Post-graduation, Professor Cartier joined the Peace Corps, where he taught high schoolers physics and chemistry in Togo for three years. This transformative experience forced Professor Cartier to relearn physics and chemistry and develop engaging lessons to teach to his French-speaking students. It was this experience that motivated Professor Cartier to attend graduate school for physical chemistry at Penn State. During his third year, a professor from Colgate came to talk, which instilled within Professor Cartier a desire to teach at a small liberal arts school where he would have the opportunity to work closely with students. After graduate school, he went to work for two years as a visiting professor at Colgate and then at Regis University in Colorado. Professor Cartier taught at Regis for over ten years where he was inspired to focus on pedagogical research, which he has pursued ever since. Interested in working at an urban high school to experience teaching students with a wide range of backgrounds, Professor Cartier moved to Asheville, North Carolina where he served as a teacher of the highest and lowest level physics courses for the year. This was an invigorating experience, that also made him realize he wanted to teach undergrads, so he pursued a teaching opportunity at Warren Wilson College where all classes are taught with hands on experience with a strong emphasis on student led research. In his ten years there, Professor Cartier advised over 30 students in their research in various disciplines of chemistry exposing him to many domains of chemistry. Professor Cartier, a Western Massachusetts native, always knew that he wanted to move back to New England. So, when the opportunity to be a visiting professor at Amherst College presented itself, he took it.

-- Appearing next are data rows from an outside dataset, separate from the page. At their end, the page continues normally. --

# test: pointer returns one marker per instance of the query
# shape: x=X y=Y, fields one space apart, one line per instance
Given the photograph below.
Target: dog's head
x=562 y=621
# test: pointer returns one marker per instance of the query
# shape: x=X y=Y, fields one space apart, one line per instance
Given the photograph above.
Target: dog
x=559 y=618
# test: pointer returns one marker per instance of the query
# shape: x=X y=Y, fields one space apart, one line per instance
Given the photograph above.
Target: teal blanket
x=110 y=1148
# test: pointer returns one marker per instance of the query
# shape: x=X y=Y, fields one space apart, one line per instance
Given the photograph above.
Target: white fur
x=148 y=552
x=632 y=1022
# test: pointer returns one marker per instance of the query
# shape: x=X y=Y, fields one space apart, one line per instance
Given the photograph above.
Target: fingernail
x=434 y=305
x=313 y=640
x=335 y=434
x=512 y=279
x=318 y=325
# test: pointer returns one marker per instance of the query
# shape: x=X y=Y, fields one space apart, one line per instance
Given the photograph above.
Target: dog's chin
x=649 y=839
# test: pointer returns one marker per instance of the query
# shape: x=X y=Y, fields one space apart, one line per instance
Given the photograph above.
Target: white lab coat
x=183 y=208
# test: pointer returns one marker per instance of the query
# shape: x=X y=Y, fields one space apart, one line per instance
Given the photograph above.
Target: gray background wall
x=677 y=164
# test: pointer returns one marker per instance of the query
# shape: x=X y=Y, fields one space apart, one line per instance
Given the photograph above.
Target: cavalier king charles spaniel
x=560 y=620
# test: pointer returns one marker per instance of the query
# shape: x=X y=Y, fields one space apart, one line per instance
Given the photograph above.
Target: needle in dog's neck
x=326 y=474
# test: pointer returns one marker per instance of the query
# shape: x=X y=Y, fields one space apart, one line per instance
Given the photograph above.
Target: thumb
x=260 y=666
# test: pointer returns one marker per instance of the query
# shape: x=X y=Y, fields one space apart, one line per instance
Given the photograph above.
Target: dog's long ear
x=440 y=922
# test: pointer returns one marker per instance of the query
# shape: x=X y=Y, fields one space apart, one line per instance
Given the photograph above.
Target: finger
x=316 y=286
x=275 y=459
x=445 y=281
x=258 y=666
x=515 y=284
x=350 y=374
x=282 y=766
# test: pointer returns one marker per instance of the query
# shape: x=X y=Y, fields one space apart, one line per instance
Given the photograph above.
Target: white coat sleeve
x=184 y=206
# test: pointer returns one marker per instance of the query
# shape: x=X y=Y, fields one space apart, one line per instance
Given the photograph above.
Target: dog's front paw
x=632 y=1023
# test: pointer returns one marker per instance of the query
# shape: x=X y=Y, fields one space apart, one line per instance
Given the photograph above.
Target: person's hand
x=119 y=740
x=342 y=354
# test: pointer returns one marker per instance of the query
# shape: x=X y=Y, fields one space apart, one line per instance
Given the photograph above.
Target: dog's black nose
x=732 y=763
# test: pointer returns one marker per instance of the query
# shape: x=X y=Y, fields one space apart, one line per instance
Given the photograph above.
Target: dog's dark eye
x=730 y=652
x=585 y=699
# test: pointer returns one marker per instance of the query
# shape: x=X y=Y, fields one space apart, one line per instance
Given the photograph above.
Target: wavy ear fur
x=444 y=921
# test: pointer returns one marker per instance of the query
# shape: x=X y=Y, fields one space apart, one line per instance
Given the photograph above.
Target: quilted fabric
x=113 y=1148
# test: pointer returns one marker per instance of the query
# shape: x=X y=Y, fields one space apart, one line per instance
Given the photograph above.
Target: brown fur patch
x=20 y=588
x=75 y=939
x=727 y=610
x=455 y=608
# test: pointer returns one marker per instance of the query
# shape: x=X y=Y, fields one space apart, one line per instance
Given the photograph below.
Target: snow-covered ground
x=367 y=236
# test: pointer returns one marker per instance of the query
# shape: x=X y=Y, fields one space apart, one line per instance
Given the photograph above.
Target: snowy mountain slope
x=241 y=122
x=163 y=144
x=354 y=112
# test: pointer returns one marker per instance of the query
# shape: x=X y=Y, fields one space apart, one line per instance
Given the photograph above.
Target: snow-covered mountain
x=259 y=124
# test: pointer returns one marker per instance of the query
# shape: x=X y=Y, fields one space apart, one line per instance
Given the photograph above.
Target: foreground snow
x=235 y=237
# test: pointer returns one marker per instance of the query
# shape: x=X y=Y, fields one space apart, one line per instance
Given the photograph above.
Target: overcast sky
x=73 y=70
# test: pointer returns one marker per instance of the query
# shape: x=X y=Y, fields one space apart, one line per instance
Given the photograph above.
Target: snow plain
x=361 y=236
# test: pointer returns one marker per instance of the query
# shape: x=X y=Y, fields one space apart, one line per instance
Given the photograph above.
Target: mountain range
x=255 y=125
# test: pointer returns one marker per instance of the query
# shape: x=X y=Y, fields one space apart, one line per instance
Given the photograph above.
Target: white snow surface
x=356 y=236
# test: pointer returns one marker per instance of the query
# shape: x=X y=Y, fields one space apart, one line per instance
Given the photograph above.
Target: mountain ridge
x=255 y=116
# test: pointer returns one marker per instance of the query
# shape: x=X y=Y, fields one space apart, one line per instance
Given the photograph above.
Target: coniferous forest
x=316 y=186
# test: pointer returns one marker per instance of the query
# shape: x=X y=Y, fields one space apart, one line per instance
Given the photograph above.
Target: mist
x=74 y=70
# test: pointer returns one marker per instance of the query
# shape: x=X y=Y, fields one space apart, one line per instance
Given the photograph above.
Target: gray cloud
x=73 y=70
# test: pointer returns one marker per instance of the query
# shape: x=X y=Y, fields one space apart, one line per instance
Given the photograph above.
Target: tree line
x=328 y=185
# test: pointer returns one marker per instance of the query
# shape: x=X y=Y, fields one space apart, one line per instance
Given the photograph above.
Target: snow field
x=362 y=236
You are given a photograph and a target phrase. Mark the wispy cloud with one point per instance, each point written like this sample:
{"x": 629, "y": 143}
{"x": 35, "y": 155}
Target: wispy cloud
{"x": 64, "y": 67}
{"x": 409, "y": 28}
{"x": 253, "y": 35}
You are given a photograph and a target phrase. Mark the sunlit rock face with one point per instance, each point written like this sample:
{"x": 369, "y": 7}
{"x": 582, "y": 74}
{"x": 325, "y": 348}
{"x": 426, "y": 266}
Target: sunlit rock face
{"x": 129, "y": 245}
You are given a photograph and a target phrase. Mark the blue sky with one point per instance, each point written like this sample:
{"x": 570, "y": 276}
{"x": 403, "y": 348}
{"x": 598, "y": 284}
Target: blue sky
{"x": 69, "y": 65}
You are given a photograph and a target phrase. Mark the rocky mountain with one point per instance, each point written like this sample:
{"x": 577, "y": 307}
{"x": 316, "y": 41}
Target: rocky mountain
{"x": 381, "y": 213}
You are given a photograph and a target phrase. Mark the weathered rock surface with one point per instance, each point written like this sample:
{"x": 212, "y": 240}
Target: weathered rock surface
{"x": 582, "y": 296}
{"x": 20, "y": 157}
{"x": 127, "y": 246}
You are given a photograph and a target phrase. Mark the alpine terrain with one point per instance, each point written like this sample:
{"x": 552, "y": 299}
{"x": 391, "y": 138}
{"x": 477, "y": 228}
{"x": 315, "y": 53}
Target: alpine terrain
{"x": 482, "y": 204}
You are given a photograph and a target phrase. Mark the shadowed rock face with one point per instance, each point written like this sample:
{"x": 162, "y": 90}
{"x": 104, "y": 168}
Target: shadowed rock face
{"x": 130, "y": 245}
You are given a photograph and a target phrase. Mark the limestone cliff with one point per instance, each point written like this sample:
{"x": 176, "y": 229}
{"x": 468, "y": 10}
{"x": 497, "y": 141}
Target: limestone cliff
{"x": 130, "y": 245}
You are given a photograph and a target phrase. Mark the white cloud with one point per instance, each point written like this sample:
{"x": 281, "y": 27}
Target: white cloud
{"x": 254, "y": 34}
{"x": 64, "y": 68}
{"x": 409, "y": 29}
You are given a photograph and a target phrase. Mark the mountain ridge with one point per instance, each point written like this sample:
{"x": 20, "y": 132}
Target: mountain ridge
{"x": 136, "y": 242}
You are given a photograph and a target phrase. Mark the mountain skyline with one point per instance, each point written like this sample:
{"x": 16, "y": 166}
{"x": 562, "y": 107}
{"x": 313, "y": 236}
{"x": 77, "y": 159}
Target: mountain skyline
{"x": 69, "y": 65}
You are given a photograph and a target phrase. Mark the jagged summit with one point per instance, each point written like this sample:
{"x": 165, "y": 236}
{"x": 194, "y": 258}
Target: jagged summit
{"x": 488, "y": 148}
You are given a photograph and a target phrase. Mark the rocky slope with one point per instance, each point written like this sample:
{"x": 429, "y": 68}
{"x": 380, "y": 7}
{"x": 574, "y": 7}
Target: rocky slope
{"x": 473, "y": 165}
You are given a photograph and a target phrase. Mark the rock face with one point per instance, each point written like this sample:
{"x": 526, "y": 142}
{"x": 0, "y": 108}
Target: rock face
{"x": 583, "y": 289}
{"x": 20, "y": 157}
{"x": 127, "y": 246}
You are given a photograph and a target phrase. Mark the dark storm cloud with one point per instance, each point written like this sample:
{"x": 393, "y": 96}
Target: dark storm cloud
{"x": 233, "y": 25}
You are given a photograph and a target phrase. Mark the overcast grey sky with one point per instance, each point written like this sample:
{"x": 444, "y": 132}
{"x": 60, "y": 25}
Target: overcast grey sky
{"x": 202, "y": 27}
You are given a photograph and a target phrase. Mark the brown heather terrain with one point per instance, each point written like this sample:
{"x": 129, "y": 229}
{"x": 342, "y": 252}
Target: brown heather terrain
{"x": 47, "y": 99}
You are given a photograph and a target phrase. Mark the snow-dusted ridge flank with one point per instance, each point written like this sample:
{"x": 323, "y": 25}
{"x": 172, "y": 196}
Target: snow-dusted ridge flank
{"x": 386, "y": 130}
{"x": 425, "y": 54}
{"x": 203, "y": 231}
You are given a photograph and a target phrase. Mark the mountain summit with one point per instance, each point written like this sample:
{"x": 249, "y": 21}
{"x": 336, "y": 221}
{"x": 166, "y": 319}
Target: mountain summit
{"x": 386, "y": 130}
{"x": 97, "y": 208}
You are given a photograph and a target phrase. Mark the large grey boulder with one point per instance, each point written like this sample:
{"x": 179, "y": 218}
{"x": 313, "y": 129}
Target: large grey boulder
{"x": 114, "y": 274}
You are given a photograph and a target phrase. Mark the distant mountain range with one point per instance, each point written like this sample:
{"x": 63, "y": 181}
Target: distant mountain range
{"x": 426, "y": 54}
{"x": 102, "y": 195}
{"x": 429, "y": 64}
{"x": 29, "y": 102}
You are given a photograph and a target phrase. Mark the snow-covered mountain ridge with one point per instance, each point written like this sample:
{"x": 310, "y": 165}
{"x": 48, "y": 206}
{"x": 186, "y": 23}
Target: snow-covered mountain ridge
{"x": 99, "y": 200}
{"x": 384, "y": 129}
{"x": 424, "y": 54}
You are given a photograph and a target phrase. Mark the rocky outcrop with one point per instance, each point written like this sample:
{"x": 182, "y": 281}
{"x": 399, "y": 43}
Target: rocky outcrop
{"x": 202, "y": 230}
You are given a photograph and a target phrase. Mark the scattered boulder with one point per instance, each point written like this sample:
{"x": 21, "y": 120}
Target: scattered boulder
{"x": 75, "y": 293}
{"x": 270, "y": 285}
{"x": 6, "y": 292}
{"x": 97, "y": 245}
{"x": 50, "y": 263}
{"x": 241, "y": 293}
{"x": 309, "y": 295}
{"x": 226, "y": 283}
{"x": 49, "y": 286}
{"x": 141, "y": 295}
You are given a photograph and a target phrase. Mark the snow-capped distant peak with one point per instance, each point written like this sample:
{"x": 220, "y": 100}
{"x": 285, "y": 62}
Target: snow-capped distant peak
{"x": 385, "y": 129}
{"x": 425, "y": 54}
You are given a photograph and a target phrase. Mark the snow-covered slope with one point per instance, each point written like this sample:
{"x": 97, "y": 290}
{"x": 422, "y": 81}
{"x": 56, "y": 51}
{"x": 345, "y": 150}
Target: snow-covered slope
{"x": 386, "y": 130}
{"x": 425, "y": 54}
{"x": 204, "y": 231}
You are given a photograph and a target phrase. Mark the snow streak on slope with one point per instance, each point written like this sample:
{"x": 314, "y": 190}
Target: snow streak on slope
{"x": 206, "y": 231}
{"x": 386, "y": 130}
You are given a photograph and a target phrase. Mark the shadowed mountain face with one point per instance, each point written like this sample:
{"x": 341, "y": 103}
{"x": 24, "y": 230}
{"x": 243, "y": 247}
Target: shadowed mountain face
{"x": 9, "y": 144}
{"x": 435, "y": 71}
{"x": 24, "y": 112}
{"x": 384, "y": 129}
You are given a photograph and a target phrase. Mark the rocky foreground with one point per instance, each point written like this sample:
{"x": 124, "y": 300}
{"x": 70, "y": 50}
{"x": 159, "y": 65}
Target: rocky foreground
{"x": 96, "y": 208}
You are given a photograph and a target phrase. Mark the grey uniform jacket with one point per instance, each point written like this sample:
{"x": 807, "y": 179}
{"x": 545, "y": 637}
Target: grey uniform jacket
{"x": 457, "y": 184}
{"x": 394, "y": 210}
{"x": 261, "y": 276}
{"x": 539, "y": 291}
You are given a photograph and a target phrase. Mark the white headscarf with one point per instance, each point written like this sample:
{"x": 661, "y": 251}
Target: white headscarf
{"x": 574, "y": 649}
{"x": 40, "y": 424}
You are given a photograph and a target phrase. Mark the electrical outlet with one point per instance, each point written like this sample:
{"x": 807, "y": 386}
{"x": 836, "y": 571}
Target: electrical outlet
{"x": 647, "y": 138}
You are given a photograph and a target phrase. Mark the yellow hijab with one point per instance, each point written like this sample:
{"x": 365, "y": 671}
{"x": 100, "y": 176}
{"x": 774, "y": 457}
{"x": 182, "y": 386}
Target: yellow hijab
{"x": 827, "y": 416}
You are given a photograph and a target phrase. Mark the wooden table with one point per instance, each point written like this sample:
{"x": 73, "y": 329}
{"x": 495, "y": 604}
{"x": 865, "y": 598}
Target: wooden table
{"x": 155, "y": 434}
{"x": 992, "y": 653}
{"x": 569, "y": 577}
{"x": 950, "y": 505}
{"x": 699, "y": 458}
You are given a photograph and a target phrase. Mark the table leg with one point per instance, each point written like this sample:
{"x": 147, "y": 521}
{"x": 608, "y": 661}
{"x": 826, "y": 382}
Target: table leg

Professor Cartier research is focused on pedagogy. He has published a self-guided curriculum for physical chemistry and for general chemistry. His model gives students ways to visualize and interpret concepts from different perspective and a more active way to engage with the material. In developing his pedagogic curriculums, Professor Cartier was inspired by his own way of learning. As a student, he like many others struggled with chemistry, and wanted to make his classroom as interactive as possible in order to give students opportunities to express misunderstanding and their questions, go at their own pace and work collaboratively. Professor Cartier’s curriculum seeks to give students an engaging and interactive way that does not simply provide students with answers, with the hopes of creating a more fun learning experience and to increase retention of information. At Amherst, Professor Cartier teaches introductory chemistry. He has sought to incorporate interactive and more personal activities into the large lecture-based class. For instance, instead of giving quizzes during discussion section, he uses this hour to have students work together on worksheets and activities. To get to know his students better and to create a more inclusive environment, Professor Cartier invites small groups of students to enjoy a delicious burrito dinner with him!